Прав майор: оплошал комбат Батурин — пора переправлять танковую роту вслед за третьей. Эх ты, дед, дед! Саперы уж и маршрут провесили, но больно хорош выборочный жесткий огонь танков в поддержку атаки теперь уже шаруновской роты — вот и передержал их на месте минуту. Как бы не отрыгнулась тебе, дед, эта минута — мотострелки-то пока дерутся на том берегу без главной ударной силы…
Батурин, волнуясь, поспешно потянулся к телефону, однако начальник штаба, который слышал разговор с командиром полка, сделал успокаивающий жест — он отдавал распоряжение танкистам. Все правильно…
Машины второй роты достигали берега, и спешенные мотострелки, стреляя в дым, бежали через проходы в заграждениях, исчезали, возникали снова — дальше от берега, ближе к разбитым траншеям опорного пункта. «Давай, Шарунов, давай, сынок, ты теперь — гвоздь всей атаки. Я знаю, не трухлявое дерево тебе досталось, а бетон, но ведь и ты куешь своих людей для бетона!»
Батурину страстно хотелось туда, на дымную полоску берега, захваченного второй ротой, уж сам-то он там, на месте, нашел бы способ расколоть опорный пункт, в котором запрятан желанный ключ успеха в борьбе за плацдарм. Любой ценой должен Батурин выиграть сегодня бой — ведь только последний бой приносит окончательную победу. Как потом станешь ходить по земле, если поражение окажется последней точкой в твоей тридцатилетней армейской биография? Теперь понимал Батурин, отчего старики так последовательны и упрямы во всяком деле, за которое берутся… И надо еще разобраться, кому сегодня нужнее победа — подполковнику Батурину или капитанам и лейтенантам, на которых он завтра оставит батальон?

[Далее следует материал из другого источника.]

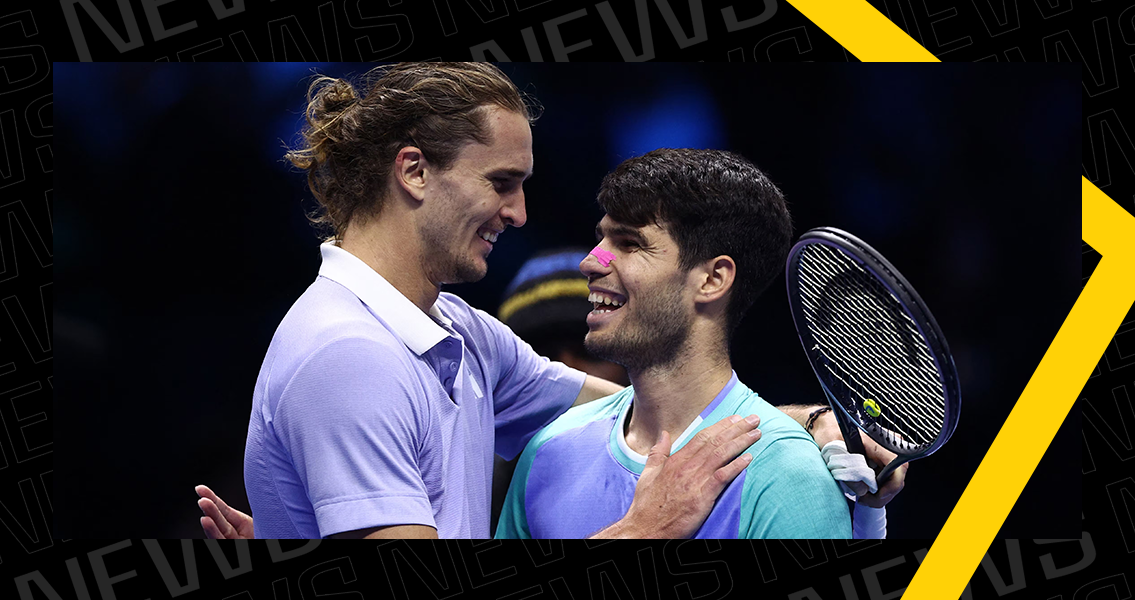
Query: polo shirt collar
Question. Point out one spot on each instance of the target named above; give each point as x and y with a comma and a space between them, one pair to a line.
414, 328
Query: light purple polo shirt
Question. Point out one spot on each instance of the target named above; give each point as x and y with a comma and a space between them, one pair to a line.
368, 412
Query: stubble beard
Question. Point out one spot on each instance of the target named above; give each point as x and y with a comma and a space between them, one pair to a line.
650, 338
446, 258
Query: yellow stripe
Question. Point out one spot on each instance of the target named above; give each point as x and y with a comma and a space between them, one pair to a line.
1065, 368
864, 31
551, 289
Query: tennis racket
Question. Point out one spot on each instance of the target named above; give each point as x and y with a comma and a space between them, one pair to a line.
874, 346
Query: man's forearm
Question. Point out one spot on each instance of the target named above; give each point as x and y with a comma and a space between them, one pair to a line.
824, 429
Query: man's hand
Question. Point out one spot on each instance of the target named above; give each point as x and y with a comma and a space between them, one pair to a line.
221, 522
675, 493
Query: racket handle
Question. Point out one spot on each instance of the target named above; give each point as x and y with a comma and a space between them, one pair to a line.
888, 470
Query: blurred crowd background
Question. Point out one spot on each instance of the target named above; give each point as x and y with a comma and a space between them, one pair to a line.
183, 242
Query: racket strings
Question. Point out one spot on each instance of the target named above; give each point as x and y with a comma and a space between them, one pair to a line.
872, 347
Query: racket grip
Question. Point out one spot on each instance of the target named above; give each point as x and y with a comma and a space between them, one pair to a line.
883, 475
850, 434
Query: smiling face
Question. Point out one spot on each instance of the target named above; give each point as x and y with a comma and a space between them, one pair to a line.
644, 302
476, 199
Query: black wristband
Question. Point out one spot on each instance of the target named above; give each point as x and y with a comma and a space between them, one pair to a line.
813, 415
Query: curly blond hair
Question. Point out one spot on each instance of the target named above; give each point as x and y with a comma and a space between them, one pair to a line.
350, 142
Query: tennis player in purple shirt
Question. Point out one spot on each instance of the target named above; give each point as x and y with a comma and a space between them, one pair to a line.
381, 402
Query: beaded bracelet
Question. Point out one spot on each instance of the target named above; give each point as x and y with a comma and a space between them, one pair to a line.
813, 415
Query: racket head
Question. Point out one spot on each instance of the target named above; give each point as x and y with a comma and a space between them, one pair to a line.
873, 344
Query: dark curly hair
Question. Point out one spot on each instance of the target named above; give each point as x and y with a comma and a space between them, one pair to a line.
350, 141
712, 202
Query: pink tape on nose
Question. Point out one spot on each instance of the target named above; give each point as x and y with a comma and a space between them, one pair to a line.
603, 255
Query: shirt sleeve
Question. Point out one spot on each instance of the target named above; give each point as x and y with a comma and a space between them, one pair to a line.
352, 420
790, 495
530, 390
513, 522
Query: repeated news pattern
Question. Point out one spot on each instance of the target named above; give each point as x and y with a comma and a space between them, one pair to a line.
1100, 35
26, 288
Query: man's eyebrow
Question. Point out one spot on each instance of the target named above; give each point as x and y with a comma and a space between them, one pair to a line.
515, 174
619, 230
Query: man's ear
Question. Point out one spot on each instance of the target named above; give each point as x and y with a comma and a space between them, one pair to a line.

Уходить с кислой миной, показав, как тебя отколотили в бою, — нет, уж лучше…
— Пошли танки…
Над кустарником, в клочьях размытого дыма, двигалась к подводной трассе неровная цепочка воздухопитающих труб — казалось, зловещие железные солдаты, неспособные сгибаться под огнем, лишенные страха смерти, пошли в наступление. А с задымленной высоты, усиливаясь, сыпал каленый град, и все больше по второй роте. Что же сосед Полухин?! Грому на его участке хватило бы на три киноэпопеи о войне, но «противник» от этого грома, похоже, только ожесточается. Судьба боя и доброе имя Батурина сейчас в руках Шарунова и его солдат. А ведь этому едва оперившемуся ротному командиру так легко и простительно оступиться. Наверное, сегодня Батурин имел право оставить КП батальона, сесть в головную машину роты, нацеленной на опорный пункт…
На правом фланге атака замедлялась, солдаты передвигались ползком, и между ротами возникал опасный разрыв. Если сейчас контратакуют?.. Следя за второй ротой, Батурин не удержался, вызвал Шарунова:
— «Метелица-два»! Почему молчат пушки твоих машин? Зачем тянешь их в проходы? Рано тянешь, пусть лучше поддержат огнем с места!
Ответа не было. То ли помехи заглушили голос Батурина, то ли Шарунов увлекся боем и забыл о связи?.. Вот оно, начинается…
— «Метелица»! Правого твоего соседа сбрасывают в реку контратакой и фланговым огнем с твоего опорного пункта, — в голосе командира полка откровенная тревога. — Усиливай нажим, не топчись на месте, выручай соседа — ему главное досталось.
Час от часу не легче! Так и хотелось ответить, что опорный пункт столь же «его», Батурина, сколько и Полухина. Мало со своим делом управиться — еще и завтрашнего «академика» спасай. Батурин не кончал академий, однако же не просит помощи… И вдруг усмехнулся с неожиданным облегчением, даже удовольствием, вспомнив недовольный голос командира третьей роты, когда того просил помочь соседу. Кто на кого похож? Ну, разумеется, подчиненный на своего начальника. Наоборот почти не случается. Еще обижался, когда слышал: «Прижимистый дед»… И подумал, что Полухину академия только предстоит, а Батурин уже прошел тридцатилетнюю академию командирской службы… Черт побери, выходит, и в такой ситуации выглядишь неплохо, если просят помочь кому-то! Значит, других сильней припекает.